Homélie du 19 July 2015

Prédicateur : Chanoine José Mittaz
Date : 19 juillet 2015
Lieu : Hospice du Grand-Saint-Bernard
Type : radio

Venez à l’écart et reposez-vous un peu. De fait, les disciples revenaient de mission, une activité extordinairement riche, et ils ont besoin de se retrouver autour de Jésus pour se poser et se reposer. Ce besoin des disciples n’était-il pas le nôtre, aujourd’hui? Non seulement nous sommes invités à vivre beaucoup de choses, à nous engager dans la vie, comme les disciples en mission, en accomplissant le bien par rapport aux engagements qui sont les nôtres, aux responsabilités humaines, relationnelles, professionnelles, familiales qui sont les nôtres. Mais n’avons-nous pas besoin nous aussi de nous mettre un peu à l’écart, pour commencer à parler de ce que nous vivons ?

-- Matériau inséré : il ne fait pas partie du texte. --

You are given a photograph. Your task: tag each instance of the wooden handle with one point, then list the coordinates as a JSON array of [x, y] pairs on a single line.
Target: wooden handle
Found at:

Que font les disciples, avant même que Jésus leur dise :  » Venez à l’écart et reposez-vous un peu.  » ? Les disciples racontent ce qu’ils ont fait. En nos vies, quels sont ces espaces de parole où je peux dire mon engagement, ma fatigue, mes joies, mes peines, mes tourments, mes espérances ? Parce que finalement, pour nous épanouir, pour vivre la joie, le thème de ce pèlerinage, il ne faut pas simplement multiplier les activités les unes derrière les autres, mais pouvoir découvrir, au travers des activités, comme un évangile, une bonne nouvelle qui fragilement, patiemment se contruit. Or la bonne nouvelle c’est une parole à annoncer. Ce n’est pas d’abord de répéter les versets de l’Evangile, annoncer la bonne nouvelle. C’est de pouvoir mettre des mots lumineux, d’espérance, même s’il y a du tragique dans ce que je vis en ma propre existence.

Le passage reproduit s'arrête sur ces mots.